Today's Christmas gift ideas

It's a couple minutes late, but before I head home for the night here's Monday's Christmas gift ideas.
Today's theme: Fair Trade
Fair trade is an organized social movement which promotes equitable standards for international labor, environmentalism, and social policy in areas related to the production of FairTrade labeled and unlabelled goods, which may range from handcrafts to agricultural commodities. The movement focuses in particular on exports from developing countries to developed countries.
Fair trade's strategic intent is to deliberately work with marginalised producers and workers in order to help them move from a position of vulnerability to security and economic self-sufficiency.
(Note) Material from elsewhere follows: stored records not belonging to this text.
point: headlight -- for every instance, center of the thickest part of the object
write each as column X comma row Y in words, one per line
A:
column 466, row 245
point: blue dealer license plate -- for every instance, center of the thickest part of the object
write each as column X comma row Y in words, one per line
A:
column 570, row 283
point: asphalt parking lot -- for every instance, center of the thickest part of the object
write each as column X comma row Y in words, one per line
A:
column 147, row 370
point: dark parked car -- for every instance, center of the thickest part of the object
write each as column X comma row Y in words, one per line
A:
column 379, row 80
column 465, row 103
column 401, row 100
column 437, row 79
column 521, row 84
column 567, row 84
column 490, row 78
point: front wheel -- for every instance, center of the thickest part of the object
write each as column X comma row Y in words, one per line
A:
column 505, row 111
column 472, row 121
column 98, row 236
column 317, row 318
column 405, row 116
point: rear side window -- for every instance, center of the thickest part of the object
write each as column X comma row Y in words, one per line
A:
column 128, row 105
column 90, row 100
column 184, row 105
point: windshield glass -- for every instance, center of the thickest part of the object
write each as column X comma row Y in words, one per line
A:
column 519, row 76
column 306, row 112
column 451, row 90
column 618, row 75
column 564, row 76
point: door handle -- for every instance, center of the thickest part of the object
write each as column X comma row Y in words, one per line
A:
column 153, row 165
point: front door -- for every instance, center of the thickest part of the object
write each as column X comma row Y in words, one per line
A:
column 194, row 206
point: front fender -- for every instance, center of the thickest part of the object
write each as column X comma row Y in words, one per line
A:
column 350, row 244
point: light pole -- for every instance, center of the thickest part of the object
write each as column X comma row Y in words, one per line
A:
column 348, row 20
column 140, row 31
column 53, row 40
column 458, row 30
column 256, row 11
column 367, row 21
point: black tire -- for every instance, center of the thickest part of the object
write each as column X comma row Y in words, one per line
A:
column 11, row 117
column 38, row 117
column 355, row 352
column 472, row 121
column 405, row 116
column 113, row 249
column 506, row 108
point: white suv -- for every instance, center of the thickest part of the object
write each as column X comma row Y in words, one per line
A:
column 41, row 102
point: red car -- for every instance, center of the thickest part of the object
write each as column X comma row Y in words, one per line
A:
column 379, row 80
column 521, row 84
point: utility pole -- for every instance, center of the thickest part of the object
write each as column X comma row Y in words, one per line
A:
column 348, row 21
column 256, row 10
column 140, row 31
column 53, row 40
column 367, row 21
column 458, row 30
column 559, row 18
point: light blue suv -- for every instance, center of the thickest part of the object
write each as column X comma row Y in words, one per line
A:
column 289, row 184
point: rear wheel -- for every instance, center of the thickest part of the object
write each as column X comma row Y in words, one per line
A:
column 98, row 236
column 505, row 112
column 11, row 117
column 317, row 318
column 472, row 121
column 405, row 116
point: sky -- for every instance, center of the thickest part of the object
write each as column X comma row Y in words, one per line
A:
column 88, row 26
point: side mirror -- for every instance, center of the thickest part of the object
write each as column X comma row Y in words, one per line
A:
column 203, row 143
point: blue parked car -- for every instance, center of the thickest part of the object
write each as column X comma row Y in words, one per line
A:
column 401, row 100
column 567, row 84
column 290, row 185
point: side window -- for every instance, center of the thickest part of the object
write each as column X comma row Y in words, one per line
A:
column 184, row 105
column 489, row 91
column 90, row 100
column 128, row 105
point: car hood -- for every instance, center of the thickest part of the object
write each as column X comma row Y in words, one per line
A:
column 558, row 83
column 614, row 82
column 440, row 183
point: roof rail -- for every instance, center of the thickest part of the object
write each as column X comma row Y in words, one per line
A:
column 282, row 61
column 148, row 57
It also aims at empowering them to become stakeholders in their own organizations and actively play a wider role in the global arena to achieve greater equity in international trade.

Under $10
Handmade candle holders from Pakistan
A great conversational piece

Under $20
Family Circle Ornament
This marvelous handmade, fair trade ornament embodies a loving family message. Sculptured in soapstone by Kisii craftspeople using only simple tools. As each item is individually hand-carved from natural material, colors and dimensions will vary. Made in Kenya.

Under $50
Handmade woven baskets
Who doesn't have a place for cool handmade woven baskets?

Under $100
Coffee Aficionado Gift Box
Probably not a great gift for my fiance, her roommate or others who should avoid caffeine, but for the rest of us the Coffee Aficionado Gift Box is a great way to test the wits and expand the palate of discriminating coffee lovers. They have paired our six most popular origin coffees with Coffee Smarts trivia cards and a Grounds for Change logo mug.

Over $100
Coiled Wall Hanging
Tree of Life design has religious and cultural significance, showing how all living things are related. Artisan rolls different colors of dyed wool from Andean sheep into long strands. Then this tapestry is woven on a wooden loom, using cotton for the warp and coiled wool for the weft. Each wall hanging is woven by a single artisan, requiring two days.